On June 23, a memorial ceremony to remember the civilians whose lives were lost in the Battle of Okinawa was held in Naha. While the ceremony was supposed to be a day of remembrance, this year’s ceremony impressed the seriousness of the problem Prime Minister Shinzo Abe and his government have vis-à-vis Okinawa.
During the ceremony, Governor Takeshi Onaga broke from tradition by explicitly reiterating his opposition to the government’s plan of relocating U.S. Marine Corps Futenma Air Station to the less populated northern part of Okinawa Prefecture to a location off of Camp Schwab in Henoko. Abe, while continuing the practice of attending the ceremony as he has since 2013, expressed his displeasure by meeting Onaga for only five minutes before returning to Tokyo. In 2013 and 2014, Abe attended the memorial ceremony and met then-Governor Hirokazu Nakaima over lunch before returning to Tokyo.
The reason of Abe’s frustration with Onaga is clear. Onaga, formerly a member of ruling Liberal Democratic Party (LDP) who used to support Futenma’s relocation to Henoko when he was the mayor of Naha City, has not softened his stance against the existing plan to relocate Futenma Air Station. Onaga even visited Hawaii and Washington D.C. between May 27 and June 5, accompanied by a delegation of Diet and prefectural assembly members from Okinawa, to voice the prefecture’s opposition to the current government plan to U.S. lawmakers and government officials. If anything, the cool treatment he received in the United States — he could not get any official whom he met during his trip to sympathize with his position — seems to have hardened his opposition to the current plan.
To be fair, the problem associated with the relocation of Futenma Air Station is not of Abe’s making. In 2009, Yukio Hatoyama, then the prime minister and head of the Democratic Party of Japan, promised that his government would look for an alternative to the current relocation plan that is “at minimum outside Okinawa.” With that promise, a sense of hope quickly emerged and spread in Okinawa that the Futenma relocation issue could be resolved under the new political leadership. When Hatoyama admitted nine months into his premiership that he had come to realize that the existing plan was indeed the best option available for Okinawa, disenchanted political leaders in Okinawa (who lost whatever little confidence they may have had in Japan’s central government) came together behind the banner of “no new construction in Henoko.” In other words, five years after Hatoyama left office, the Abe government still struggles to recover from the situation aggravated during the Hatoyama administration.

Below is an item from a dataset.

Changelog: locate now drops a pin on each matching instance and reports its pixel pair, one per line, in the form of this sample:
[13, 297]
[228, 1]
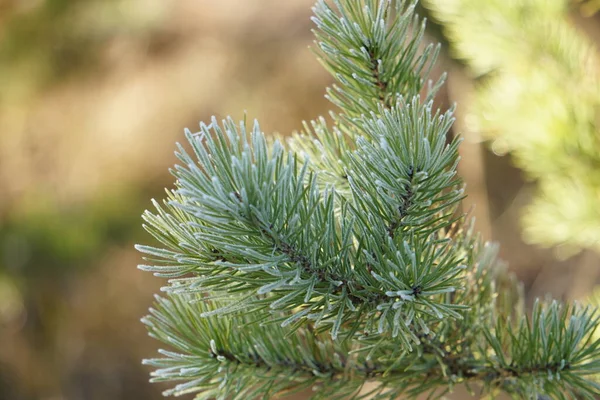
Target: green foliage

Still, the reality remains that the relocation of Futenma Air Station has not been achieved almost 20 years after the U.S. and Japanese governments first agreed on it in 1996. The local government holds a great deal of authority in issuing various permits required for the construction of the replacement facility to proceed. Therefore, even if Onaga cannot stop the construction in Henoko, he can still make the process as difficult as possible for the Japanese government.
Theoretically, Abe can counter these moves by trying to enact a Special Measures Law that would allow the central government in Tokyo to proceed with the relocation without having to subject the process to the approval by the governor and/or mayor, essentially overriding their authority. There is precedent for this — in 1996, the Japanese government revised the Special Measures Law to practically allow the Japanese government to continue to rent the land for U.S. military bases and other facilities from private landowners regardless of the owners’ request for the land to be returned. However, doing so prematurely would damage the Abe government as it has the risk of triggering anti-U.S. base sentiment across Japan. The approval rating for Abe’s cabinet is on the decline since the government hit a major speed bump in its deliberation of national security legislation after three constitutional scholars unanimously argued that the proposed legislation is “unconstitutional.” Under the circumstances, Abe will not want to force the issue.
The current situation, where Futenma Air Station’s ultimate fate remains in limbo, is unsustainable. As Tokyo’s relationship with Okinawa remains deadlocked with no real prospect of a breakthrough, Futenma remains, as it was 20 years ago, one of the most tangible vulnerabilities for the political sustainability of a U.S. military presence in Japan, and the U.S.-Japan alliance writ large.